Raiders & Blizz: Thanks for Gutting Alchemy

#0 - May 25, 2007, 5:33 p.m.
Blizzard Post
Seriously, thanks. It's good to know that the game will be balanced around high-end raid content at the expense of players leveling toons and max-level players uninterested in raiding at the end-game level.

If Alchemy was the cause of high-end PvE imbalance, the Alchemy nerf should have only affected people who choose to do high-end PvE. For example, players should only have the new restrictions if they're in a raid of ten or more people. This across-the-board Alchemy nerf is a poorly executed, short-sighted pseudo-fix to the actual problem of buggy, imbalanced raid content.

Insisting that Alchemy be nerfed in order to present balanced, beatable encounters boggles my mind. That's basically stating that the end-game is balanced around a single profession. Crippling that profession instead of actually tuning your raid design is a weak fix.
#5 - May 25, 2007, 6:04 p.m.
Blizzard Post
We addressed a lot of balancing issues with dungeons in this last patch and really wanted to take a bit of the burden off of alchemists and guilds in needing to farm so much. Many of the encounters that people were relying on multiple flasks and elixirs for are now a bit easier and do not require the same amount of preparation as they did previously.
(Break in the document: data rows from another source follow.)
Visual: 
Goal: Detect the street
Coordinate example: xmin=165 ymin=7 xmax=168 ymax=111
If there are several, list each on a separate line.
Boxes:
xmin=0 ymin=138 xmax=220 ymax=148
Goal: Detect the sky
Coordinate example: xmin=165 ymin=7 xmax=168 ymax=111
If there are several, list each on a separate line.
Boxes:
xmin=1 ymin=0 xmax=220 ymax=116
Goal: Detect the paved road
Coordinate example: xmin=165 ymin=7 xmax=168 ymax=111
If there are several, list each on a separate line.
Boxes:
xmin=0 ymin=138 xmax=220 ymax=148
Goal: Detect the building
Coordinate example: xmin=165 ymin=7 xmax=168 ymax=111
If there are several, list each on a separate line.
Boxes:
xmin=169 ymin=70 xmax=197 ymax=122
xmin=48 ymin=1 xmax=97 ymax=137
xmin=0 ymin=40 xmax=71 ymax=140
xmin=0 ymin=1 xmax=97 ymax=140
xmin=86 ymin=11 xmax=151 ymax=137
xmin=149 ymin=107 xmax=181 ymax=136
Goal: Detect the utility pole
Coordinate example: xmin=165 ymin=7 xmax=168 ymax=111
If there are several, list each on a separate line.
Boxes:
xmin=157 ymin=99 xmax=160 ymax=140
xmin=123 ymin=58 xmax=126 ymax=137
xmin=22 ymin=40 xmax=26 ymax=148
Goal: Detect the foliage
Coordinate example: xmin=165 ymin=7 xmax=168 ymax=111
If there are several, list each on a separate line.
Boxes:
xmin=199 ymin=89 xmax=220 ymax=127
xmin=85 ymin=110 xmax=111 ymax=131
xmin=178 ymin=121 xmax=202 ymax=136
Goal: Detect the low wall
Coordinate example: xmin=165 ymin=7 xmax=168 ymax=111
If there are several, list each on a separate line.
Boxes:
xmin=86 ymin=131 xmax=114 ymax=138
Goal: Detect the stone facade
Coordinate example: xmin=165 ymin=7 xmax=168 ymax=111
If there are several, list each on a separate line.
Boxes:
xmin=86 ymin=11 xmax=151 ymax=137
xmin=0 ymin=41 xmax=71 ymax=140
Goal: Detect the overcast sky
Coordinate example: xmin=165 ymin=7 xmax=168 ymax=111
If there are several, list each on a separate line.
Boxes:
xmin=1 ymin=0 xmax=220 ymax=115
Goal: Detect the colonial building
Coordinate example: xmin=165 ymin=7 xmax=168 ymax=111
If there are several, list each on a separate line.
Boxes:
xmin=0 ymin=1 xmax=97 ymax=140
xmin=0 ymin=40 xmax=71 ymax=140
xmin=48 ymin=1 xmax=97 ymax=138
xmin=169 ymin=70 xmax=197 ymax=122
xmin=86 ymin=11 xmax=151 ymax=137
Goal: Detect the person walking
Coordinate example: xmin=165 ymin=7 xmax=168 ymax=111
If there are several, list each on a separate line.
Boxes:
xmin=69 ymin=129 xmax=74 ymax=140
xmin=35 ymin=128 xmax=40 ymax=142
So in effect, we did two things this last patch: we balanced the high-end raid content to be a bit more reasonable for people to be successful in, and we changed the ingrained feeling of "required" potions, flasks, and elixirs by making them a more selective addition to a raid rather than a masive requirement.

One major complaint that people had was the amount of time they spent farming for materials and how expensive it was to raid. By making the changes we have with alchemy, this has become less burdensome. Yes, there are always those that don't mind farming, but in this case, we felt this change had the most benefit overall.

As you say in your own post, raiding should not hinge on a single profession and these changes ease the perception a bit. The profession is not crippled by this and is still very viable.